Well of course it will slow it down to a degree, as to how much I honestly couldn't tell you but I don't think it's hugely restrictive as the surface movement from the spraybar is still good and that's running 4 sections of pipe rather than the usual 3.  The Koralia is in there to take care of any dead spots the spraybar doesn't cover, you can't have too much flow imo!


----------



## nry (28 May 2009)

Personally I didn't see any impact on flow on my 13mm piping - the diffuser is completely straight through, but perhaps on a 16mm pipe it might offer some reduction on diameter so might impact the flow.


----------



## GreenNeedle (28 May 2009)

It will reduce flow for any piping.  The internal entry and exit is 8mm if I remember correctly therefore with it being a smaller diameter than the hose that goes over it flow reduction occurs.  Same as anything that you put inline.

Unless the entry/exit and internal diameter is equal to or greater than the hose you are using you will get some reduction.

How much is the old 'piece of string' question though 

AC


----------



## AdAndrews (28 May 2009)

yeah, i spose it is like how longs a piece of sting.. i will think about it, but if i had an in-tank diffuser, i was wondering if this would work:

lily pipe inflow on left hand side pointing to right hand side, then drop checker and c02 diffuser on right hand side, and then the lily pipe outflow(into filter) in the back rear left hand side... if you dont know what i mean, just say and i will make a little pic in paint  would that be ok? or if not, whats the best arrangement of filtet inlets, outlets, diffusers and so on???

thanks


----------



## bazz (28 May 2009)

hi,
i've been slightly experimenting with this for 6 weeks or so on my 30 liter nano. to begin with for a couple of weeks i had it in the tank on the inflow into a ecco pro 130 (12/16mm) whereby the co2 was completely dissolved at roughly 1 bubble/second. after this i put it inline on the outflow from the filter where co2 bubbles are visibly ejected from the spraybar, i wouldn't call it a fine mist though. i have noticed no differnce in plant growth either way and perhaps need to test for a longer period. incidently, i don't think there is any point cutting the hosetails down as internal diameter (9mm)of these appear to extend the length to the diffuser body itself, and would probably slow down flow rate on a 16mm filter.
whatever for the price they are well worth the money (dennerle charge 45 quid for a very similar piece of kit), even if its just kicking around as a spare incase one of those precious glass one get's broken!
cheers,
bazz!


----------



## Themuleous (28 May 2009)

What the heck, worth a try.  Have just ordered one 

Would be good to find a _small_ external diffuser, get another bit of kit out of the tank.

Sam


----------



## Themuleous (8 Jun 2009)

Just received mine in the post so not had a chance to set it up, but wanted to say that due to the tapered connectors it has it looks like it'll fit both 12/16mm and 16/22mm diameter filter tubing, which is a bonus.  

As Im running 16/22mm pipes think I'll cut some of the end off so the water isn't being forced through a 12mm hole.

HTH

Sam


----------



## dsandson (8 Jun 2009)

Themuleous said:
			
		

> As Im running 16/22mm pipes think I'll cut some of the end off so the water isn't being forced through a 12mm hole.



Dont think its makes a difference.

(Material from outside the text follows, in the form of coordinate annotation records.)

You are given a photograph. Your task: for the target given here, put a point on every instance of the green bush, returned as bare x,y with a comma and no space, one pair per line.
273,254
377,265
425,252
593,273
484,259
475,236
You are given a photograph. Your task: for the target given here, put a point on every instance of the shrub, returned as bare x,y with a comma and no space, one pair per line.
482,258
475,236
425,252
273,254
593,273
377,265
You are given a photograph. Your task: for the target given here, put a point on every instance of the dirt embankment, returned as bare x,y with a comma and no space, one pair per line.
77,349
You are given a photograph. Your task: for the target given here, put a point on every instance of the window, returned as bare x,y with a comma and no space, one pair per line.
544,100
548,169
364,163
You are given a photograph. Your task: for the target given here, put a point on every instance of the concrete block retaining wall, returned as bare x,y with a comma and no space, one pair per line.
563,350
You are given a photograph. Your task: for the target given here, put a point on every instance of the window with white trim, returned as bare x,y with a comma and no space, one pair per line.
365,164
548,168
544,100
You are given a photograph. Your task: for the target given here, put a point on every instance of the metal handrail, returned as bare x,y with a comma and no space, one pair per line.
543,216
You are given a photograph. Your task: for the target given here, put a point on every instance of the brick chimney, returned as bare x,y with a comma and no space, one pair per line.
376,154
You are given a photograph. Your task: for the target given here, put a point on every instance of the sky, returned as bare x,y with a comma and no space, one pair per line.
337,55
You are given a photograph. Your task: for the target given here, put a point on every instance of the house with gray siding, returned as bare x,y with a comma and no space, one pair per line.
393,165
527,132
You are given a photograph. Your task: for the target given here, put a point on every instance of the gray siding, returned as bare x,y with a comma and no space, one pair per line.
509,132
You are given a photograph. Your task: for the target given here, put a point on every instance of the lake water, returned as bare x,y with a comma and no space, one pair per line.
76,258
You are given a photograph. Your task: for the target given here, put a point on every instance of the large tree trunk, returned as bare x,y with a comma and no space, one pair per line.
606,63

When I looked down it before fitting it looked like it was the same bore all the way. I've had mine fitted for a week and it seems very good. Cant say if has reduced flow, as it was fitted to a new filter.

I've seen a similar product from another supplier which is built specifically for which ever size tubing you have. Has little bolts like the hydor ETH to keep the hose on firmly. Unfortunatleyt its not available over here, or on ebay.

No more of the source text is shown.